GSC adviser Jamie Fine, who holds a fifth-year doctorate in modern thought and literature. student, affirmed the need to address mental health, but questioned the feasibility of this latest resolution advocating mental health days.

“I’m not saying Stanford doesn’t need to do a lot more to change the way mental health is approached,” Fine said. “I just wonder if it would be possible to ask the people who drafted this bill to come to a meeting and explain their rationale.”

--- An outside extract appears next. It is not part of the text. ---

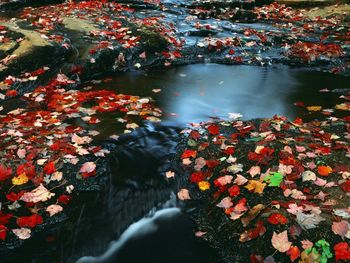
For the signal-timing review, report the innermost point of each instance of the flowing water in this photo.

Advisers also continued their conversation from two weeks ago with representatives from residential and catering businesses (R&DE) about flat mail and missing packages. According to the Executive Director of R&DE Student Accommodation Operations, Imogen Hinds, UG2, who provides mail and parcel services for the University, has reported an increase in the amount of mail she has received in recent weeks. However, that amount is still lower than the daily average for UG2, Hinds said.

Jason Anderson, GSC Advisor, third-year Ph.D. in Aeronautics and Astronautics. student, asked R&DE representatives to more frequently release updates on missing mail and packages to students, even if they don’t know the full details of the situation at the time.

“It’s just so people don’t go out of their way to investigate. [the missing mail and packages] themselves, causing confusion about what is going on,” Anderson said.